D'emblée, La Nuit du 12 s'affranchit d'une convention. L'affaire dont on va suivre le déroulement ne trouvera pas de résolution. Une sacrée audace, la note d'intention est intégrée : l'important est à chercher ailleurs. Dominik Moll ne joue pas les tortionnaires, le crime abominable sera le seul évènement vu à travers les yeux de sa victime, une jeune femme. À partir de là, la mécanique d'une lente et douloureuse remise en question se met en place. Comme son personnage principal, l'inspecteur Yohan (Bastien Bouillon, magnétique) féru de cyclisme, on ne fait que tourner en rond.

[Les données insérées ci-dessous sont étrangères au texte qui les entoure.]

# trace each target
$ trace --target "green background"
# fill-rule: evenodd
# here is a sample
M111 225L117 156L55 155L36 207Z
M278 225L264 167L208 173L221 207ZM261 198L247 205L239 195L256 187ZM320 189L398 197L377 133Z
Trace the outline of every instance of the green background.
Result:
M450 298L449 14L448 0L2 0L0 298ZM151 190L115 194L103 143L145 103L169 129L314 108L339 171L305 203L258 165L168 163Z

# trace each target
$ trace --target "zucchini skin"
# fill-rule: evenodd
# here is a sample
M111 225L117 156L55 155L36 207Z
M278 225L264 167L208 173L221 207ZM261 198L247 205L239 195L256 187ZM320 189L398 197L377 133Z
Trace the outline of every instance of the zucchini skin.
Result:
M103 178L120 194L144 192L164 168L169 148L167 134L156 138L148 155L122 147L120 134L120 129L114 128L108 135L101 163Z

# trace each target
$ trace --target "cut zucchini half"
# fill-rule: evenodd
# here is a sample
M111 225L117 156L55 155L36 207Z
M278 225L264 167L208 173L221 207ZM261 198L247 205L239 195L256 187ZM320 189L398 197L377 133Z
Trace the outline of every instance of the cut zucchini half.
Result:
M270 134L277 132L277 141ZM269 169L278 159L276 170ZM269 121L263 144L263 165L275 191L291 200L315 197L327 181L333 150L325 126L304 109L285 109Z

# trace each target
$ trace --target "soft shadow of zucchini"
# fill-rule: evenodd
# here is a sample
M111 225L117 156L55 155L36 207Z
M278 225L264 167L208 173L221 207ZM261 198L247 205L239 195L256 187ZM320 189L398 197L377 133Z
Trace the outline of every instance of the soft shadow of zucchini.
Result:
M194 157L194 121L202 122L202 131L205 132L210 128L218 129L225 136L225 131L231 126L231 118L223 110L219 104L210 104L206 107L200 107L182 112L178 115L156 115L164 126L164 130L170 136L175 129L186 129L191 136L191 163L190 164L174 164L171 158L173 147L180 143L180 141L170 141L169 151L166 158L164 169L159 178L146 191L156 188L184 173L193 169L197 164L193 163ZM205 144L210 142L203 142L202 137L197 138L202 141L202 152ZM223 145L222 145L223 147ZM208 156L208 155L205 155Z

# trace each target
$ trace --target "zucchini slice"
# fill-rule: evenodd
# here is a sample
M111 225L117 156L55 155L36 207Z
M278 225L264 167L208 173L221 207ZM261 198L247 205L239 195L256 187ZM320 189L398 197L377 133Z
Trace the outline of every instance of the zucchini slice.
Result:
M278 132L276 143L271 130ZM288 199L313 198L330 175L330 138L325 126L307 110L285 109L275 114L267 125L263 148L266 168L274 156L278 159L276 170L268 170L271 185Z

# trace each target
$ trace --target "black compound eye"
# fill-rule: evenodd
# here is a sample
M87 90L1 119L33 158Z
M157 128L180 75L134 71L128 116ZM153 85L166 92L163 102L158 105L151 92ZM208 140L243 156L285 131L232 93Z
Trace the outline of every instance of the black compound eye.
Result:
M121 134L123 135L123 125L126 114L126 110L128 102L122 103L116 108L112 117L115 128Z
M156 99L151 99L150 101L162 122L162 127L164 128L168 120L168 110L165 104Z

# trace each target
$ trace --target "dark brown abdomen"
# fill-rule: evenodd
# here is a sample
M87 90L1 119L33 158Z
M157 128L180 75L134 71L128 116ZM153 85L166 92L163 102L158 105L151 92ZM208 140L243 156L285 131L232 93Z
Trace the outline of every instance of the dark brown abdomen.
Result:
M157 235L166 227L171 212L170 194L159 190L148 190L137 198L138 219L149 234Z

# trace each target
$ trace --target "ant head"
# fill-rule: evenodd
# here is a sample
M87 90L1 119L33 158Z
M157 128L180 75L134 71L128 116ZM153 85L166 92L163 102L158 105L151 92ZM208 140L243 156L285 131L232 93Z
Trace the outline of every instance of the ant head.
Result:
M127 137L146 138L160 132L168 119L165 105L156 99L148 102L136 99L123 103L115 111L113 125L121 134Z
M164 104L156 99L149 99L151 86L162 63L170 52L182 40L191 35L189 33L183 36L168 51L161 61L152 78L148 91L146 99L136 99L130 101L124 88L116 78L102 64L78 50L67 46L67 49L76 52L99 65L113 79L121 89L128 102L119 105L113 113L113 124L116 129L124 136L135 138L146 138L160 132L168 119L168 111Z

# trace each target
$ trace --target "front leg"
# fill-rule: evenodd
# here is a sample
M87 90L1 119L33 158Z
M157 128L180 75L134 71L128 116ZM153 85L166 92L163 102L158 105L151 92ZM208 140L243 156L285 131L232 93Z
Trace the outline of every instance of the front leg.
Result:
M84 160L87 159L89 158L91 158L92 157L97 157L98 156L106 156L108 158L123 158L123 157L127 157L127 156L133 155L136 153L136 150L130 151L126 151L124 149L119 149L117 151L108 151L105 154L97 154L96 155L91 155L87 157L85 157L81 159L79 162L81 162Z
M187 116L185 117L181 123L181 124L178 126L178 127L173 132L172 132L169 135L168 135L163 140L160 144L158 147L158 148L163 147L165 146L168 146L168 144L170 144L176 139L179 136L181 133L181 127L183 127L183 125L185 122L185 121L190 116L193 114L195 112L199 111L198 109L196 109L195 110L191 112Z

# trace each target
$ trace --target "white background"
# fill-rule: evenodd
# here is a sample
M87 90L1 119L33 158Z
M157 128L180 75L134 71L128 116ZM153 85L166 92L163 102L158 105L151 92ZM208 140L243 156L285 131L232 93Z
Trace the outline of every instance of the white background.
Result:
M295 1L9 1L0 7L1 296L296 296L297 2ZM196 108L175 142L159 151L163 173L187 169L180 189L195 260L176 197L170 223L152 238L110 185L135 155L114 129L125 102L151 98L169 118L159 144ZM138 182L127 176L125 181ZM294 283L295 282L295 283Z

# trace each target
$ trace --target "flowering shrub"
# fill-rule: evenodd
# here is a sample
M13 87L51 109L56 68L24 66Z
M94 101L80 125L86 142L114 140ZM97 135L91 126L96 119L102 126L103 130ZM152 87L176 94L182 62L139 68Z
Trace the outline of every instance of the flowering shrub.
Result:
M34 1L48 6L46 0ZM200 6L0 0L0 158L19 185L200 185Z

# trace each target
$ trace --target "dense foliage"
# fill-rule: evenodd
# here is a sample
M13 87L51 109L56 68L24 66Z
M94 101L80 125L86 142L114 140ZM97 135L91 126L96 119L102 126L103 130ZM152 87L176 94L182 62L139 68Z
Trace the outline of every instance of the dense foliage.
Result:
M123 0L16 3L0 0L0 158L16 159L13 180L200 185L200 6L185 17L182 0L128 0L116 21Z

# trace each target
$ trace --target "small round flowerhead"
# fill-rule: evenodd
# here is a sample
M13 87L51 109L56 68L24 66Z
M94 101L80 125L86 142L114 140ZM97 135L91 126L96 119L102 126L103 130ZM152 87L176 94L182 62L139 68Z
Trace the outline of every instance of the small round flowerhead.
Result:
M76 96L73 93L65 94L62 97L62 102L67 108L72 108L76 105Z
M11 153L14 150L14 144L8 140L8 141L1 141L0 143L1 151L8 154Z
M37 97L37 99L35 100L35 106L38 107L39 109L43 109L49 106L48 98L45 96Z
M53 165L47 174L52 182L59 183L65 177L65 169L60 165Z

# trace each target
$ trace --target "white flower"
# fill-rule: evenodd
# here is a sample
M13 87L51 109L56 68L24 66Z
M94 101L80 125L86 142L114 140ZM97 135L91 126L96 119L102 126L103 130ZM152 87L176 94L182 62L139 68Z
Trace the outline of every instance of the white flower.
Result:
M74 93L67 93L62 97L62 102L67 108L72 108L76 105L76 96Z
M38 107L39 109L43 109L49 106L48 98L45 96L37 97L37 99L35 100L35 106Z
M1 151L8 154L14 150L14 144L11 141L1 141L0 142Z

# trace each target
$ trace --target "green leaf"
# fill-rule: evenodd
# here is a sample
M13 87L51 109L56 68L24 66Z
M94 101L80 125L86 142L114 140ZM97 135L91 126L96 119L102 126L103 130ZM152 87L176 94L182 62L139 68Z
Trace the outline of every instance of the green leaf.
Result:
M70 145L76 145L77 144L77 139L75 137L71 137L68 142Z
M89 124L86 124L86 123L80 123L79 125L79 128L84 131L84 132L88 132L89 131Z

Ne vous méprenez pas, on peut accoucher d'un chef-d'œuvre absolu sans offrir de dénouement clair (Zodiac de David Fincher). Sans aller jusque-là, le film de Moll a largement de quoi devenir un petit classique. La Nuit du 12 parvient à accrocher son public après une ouverture qui pourtant ne laisse place à aucun doute. Impasse ? Qu'à cela ne tienne, on assistera religieusement aux interrogatoires, on suivra avec dévotion les nouvelles pistes, on soutiendra jusqu'au bout le duo de policiers dont l'équilibre moral est tout près de tanguer. Parce qu'un spectateur un tant soit peu attentif scrutera chaque intonation, expression faciale ou déclaration pour trouver la faille ? Sûrement. Pour y parvenir, il faut arriver à rendre chaque étape de cet échec captivante. C'est le cas ici.
Le choix d'une mise en scène épurée raccorde parfaitement avec l'écriture sensible, cruelle (parfois même drôle) mais gravement belle. Pas de cinéma vérité, mais un cinéma qui la cherche, une grosse nuance. Le "parler vrai" n'est en rien gage de pertinence, les mots (ou les silences) doivent être soigneusement sélectionnés. D'où l'émotion qu'ils créent, par exemple lors d'une entrevue déchirante avec la meilleure amie de la défunte (Pauline Serieys, émouvante). Comme nos héros, on réalise que plus on croit avancer plus on se coince.
Une femme tombe dans l'obscurité, les hommes se révèlent en plein jour. Moll ne joue pas du manichéisme, son œuvre dévisse certains archétypes (Marceau, campé avec génie par Bouli Lanners) pour mieux rendre son état des lieux limpide. Le film à enquête se métamorphose en introspection d'un mal(e) qu'on est bien en peine de couper à la racine. Par hypocrisie, lâcheté ou sauvagerie. De tout cela, on en retrouve des bouts avec tel suspect ou chez tel agent de police, au détour d'une remarque chargée de sous-entendus de sens ou d'une attitude lourde de sens. Il n'est pas anodin de finir sur une note plus lumineuse par l'entremise d'un nouveau personnage qui, à défaut de débloquer l'investigation, pourrait bien entrouvrir une nouvelle perspective à ces hommes dévorés.